A Trapezoid in Low Light
The tea had grown a thin brown skin on top.
I sat looking at it and wondering which version of the day could be safely spoken. The real one had damp cloth, crooked geometry, a room that smelled faintly of old water, and several sentences sharp enough to cut someone who had only asked how things were.
So I softened it.
This is not always dishonesty. Sometimes it is household engineering.
A broken railing becomes a little loose. A bad day becomes a slow day. The room is not impossible, only difficult. The future is not missing, only unclear. A trapezoid is presented as a rectangle in low light because the person receiving the report does not need every angle measured.
Geometry helps because it is strict without being cruel.
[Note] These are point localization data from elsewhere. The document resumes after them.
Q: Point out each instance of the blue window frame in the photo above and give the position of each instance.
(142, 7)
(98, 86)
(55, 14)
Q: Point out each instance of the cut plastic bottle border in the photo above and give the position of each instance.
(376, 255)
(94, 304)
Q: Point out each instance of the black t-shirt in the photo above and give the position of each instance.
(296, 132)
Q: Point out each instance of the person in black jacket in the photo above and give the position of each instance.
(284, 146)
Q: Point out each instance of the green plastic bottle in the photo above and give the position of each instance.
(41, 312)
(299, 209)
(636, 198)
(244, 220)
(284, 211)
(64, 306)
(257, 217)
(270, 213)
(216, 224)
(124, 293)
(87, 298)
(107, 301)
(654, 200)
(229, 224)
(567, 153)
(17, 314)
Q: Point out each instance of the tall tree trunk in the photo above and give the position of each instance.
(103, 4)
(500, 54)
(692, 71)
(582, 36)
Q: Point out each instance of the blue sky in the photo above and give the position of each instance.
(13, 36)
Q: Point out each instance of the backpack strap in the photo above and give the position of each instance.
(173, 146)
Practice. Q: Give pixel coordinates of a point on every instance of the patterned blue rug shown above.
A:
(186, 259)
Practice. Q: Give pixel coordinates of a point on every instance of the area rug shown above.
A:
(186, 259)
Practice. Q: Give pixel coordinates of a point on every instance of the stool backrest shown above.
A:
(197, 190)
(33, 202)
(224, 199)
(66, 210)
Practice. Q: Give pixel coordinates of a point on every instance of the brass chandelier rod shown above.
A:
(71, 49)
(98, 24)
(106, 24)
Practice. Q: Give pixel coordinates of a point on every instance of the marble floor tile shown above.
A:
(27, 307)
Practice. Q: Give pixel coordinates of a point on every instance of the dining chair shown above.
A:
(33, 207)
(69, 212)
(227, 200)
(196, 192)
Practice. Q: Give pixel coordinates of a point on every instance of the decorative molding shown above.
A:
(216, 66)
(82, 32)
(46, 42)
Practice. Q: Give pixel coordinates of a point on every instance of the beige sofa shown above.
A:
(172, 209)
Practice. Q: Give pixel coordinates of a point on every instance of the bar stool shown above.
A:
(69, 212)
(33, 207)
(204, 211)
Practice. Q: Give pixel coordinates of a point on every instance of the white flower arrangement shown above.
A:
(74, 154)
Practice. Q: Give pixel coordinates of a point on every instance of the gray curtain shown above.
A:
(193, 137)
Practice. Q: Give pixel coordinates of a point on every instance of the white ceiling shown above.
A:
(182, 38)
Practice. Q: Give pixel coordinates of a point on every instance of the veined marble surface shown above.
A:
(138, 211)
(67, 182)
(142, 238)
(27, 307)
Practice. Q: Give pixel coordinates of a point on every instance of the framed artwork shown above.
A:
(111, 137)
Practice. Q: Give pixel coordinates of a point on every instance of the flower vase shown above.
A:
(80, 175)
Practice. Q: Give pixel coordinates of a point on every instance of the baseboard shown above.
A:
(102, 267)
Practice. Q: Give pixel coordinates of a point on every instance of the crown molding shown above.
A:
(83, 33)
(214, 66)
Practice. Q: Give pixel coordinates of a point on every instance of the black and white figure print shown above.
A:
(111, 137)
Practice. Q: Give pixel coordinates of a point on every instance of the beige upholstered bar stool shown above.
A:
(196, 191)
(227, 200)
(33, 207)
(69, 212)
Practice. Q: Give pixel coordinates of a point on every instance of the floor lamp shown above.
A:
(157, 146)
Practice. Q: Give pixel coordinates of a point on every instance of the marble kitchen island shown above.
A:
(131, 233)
A rectangle has four right angles. It looks respectable, organized, properly filed. A trapezoid is not ruined. It simply has one pair of sides still disciplined while the others have begun negotiating with gravity. That is its uncomfortable beauty. It is close enough to order to make pretending possible.
Many lives are trapezoids.
Mine often is.
The danger is pretending too well. If the shape is always called a rectangle, repair never begins. But if the full crookedness is displayed every time, the room becomes uninhabitable for anyone who cares from a distance.
So one edits.
Not to deceive completely. To reduce the blast radius.
Outside, Calcutta continues its practical indifference: wires, tea, drains, voices, price arguments, afternoon heat pressing against the glass.
Inside, the tea skin folds near the rim.
The rectangle is ready for inspection, provided nobody brings a ruler.